Additional options to consider

  • Widening and paving of the four to five kilometer access road which is currently gravel surface, one lane with pullouts.
  • Vehicle bridge at the IPP upstream facility to provide additional parking spaces on the south side of Fitzsimmons Creek.
  • Winter snow removal to extend operating season from May through October to year round.
  • As the existing IPP road uses the right of way of the Whistler Sliding Centre, due to operational concerns during sliding centre events, the building of a public bypass road around the sliding centre right of way.
  • Paid parking (e.g. $5 or $10/day) to be used for maintenance of trailhead services etc.
  • Annual pass similar to Northwest Forest Pass in Washington state.
  • Reinstate road access through the south side slump area to the original parking lot or create a new parking lot before the slump.
  • Relocate the Singing Pass trail to follow Fitzsimmons Creek until Harmony Creek is crossed then ascend to the existing trail east of Harmony Creek. (The existing crossing of Harmony Creek has seriously deteriorated and is now possibly dangerous to use.)

Benefits of the proposal

  • Enormously improved hiking experience as more time is spent in Garibaldi Park. It would allow seniors, families with children and the less physically fit to enjoy the beauty of Garibaldi Park instead of trudging up a boring logging road.
  • Physically fit people can disperse further into the park.
  • Secure day use and overnight parking for park visitors.
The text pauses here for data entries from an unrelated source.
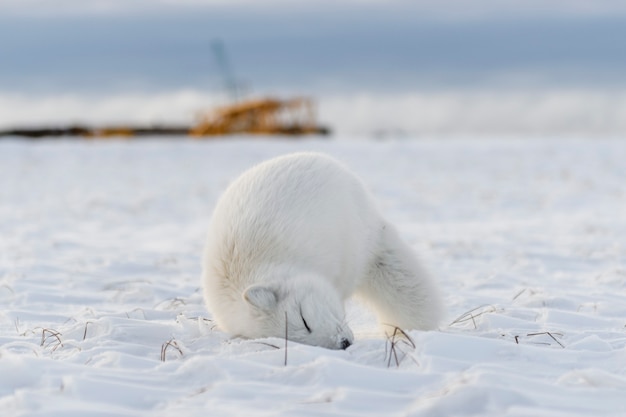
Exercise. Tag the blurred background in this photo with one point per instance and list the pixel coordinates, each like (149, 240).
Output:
(375, 68)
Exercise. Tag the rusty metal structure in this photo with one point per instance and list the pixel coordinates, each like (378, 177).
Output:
(261, 116)
(266, 116)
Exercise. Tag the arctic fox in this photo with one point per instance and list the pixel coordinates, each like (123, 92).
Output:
(291, 239)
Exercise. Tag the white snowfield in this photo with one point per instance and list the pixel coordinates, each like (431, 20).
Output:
(101, 311)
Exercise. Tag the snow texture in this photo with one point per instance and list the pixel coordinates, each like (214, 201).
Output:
(101, 312)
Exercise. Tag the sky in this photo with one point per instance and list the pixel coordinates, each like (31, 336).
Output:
(96, 46)
(427, 67)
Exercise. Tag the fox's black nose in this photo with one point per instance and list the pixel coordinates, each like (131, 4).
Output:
(345, 343)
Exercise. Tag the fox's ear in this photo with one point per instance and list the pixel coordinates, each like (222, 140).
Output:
(261, 297)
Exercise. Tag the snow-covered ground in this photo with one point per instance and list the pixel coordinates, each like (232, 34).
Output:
(101, 312)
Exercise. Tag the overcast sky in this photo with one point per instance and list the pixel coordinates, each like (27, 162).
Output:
(96, 46)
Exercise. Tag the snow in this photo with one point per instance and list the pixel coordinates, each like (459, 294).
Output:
(102, 315)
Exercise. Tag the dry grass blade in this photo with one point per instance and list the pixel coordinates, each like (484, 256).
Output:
(551, 335)
(286, 336)
(51, 338)
(85, 332)
(471, 315)
(170, 344)
(398, 339)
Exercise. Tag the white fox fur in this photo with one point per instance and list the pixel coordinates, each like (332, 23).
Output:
(291, 239)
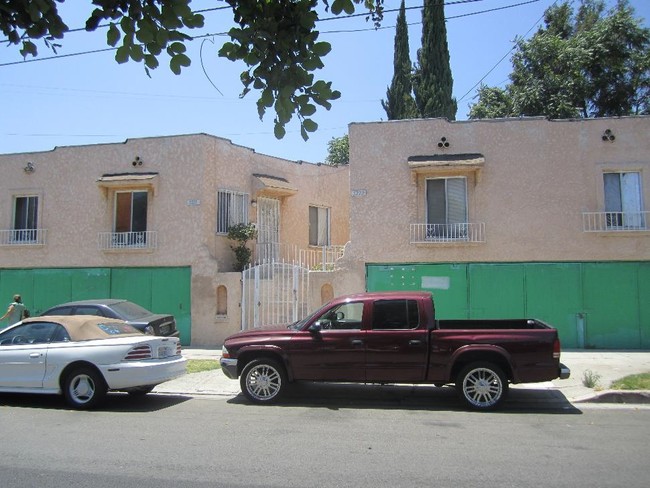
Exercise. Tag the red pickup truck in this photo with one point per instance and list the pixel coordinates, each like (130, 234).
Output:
(394, 337)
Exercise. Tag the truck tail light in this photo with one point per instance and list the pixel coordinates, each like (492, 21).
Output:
(556, 349)
(138, 353)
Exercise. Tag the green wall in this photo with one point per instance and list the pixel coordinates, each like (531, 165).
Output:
(604, 305)
(161, 290)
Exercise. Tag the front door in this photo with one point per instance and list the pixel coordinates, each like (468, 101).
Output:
(268, 230)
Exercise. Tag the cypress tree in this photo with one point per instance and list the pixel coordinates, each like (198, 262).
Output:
(433, 82)
(399, 103)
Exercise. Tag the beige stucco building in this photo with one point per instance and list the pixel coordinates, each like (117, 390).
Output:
(498, 218)
(159, 204)
(507, 218)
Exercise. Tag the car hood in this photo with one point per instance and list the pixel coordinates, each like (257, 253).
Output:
(258, 332)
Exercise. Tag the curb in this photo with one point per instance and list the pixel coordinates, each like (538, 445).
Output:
(618, 396)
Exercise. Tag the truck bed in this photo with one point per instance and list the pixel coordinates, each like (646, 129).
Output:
(487, 324)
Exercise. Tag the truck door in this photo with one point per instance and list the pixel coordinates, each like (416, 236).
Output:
(337, 351)
(396, 343)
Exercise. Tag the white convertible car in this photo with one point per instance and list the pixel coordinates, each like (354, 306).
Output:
(83, 357)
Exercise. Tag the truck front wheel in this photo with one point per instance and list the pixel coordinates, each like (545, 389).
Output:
(482, 385)
(263, 380)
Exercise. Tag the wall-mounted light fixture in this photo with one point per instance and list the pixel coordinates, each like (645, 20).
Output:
(443, 142)
(608, 136)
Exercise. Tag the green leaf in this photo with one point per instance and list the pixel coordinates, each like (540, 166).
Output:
(279, 130)
(28, 48)
(136, 53)
(113, 35)
(177, 62)
(321, 48)
(309, 125)
(307, 110)
(151, 61)
(122, 54)
(177, 47)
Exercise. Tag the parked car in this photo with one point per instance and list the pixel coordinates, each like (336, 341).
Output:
(83, 357)
(115, 308)
(394, 337)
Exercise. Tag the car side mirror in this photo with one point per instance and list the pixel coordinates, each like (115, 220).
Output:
(316, 327)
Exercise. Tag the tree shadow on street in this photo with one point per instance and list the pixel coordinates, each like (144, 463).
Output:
(412, 397)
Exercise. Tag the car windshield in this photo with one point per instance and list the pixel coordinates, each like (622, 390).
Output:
(130, 311)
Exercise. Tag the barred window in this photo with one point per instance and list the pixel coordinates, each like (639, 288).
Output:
(232, 208)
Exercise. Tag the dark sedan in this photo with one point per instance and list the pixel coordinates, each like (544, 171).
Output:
(114, 308)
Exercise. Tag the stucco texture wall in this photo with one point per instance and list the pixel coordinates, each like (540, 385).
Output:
(537, 179)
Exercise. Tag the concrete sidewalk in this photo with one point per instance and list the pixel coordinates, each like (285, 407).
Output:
(608, 365)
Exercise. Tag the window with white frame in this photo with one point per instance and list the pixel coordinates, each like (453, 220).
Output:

Costs are potentially offset by a modest day use or overnight parking fee.
  • Responsible management of waste and sanitation.
  • Opportunity to provide backcountry education and guidelines for visitors by using information kiosks or park attendant.
  • Improved public safety as the access road bypasses the unstable landslip on the south side of Fitzsimmons Creek. No conflict with ATV tours and the mountain bike terrain park.
  • Consistent with the management direction approved in the 2014 Spearhead Amendment to the Garibaldi Park 1990 Master Plan to improve public access to Garibaldi Park by constructing a public parking facility at the upstream IPP facility.
  • The parking lot would serve three trails: (1) Singing Pass trail described here. (2) New connector trail to park trails on the Blackcomb side (Disease Ridge). This trail is mentioned in the park management plan amendment. (3) New Fitzsimmons Creek valley bottom trail.

Challenges

  • Agreement from Whistler-Blackcomb to fully support the parking project from the get-go.
  • Mountain Resorts Branch has as its own land use operational policy that "Crown land values are managed for the benefit of the public." Encourage Whistler Blackcomb to support the parking project by tying approval of future mountain phase development to its support of the parking project and its continued operation.
  • BC Parks to fund the parking lot construction, footbridge and trail clearing in accordance with its approved management direction in the 2014 Spearhead Amendment to the Garibalid Park 1990 Master Plan.
  • An agreement with the Whistler Sliding Centre to use their right of way.
  • Alternatively, establish a bypass route around the Whistler Sliding Centre right of way.
  • Agreement with Innergex to use their right of way. (Innergex in the past has indicated they are willing to allow public use, parking and footbridge construction.)
  • Agreement with Resort Municipality of Whistler to provide services to the parking lot such as road maintenance, snow clearing, garbage disposal, sanitation, bus service, landscaping and other maintenance normally provided by municipalities.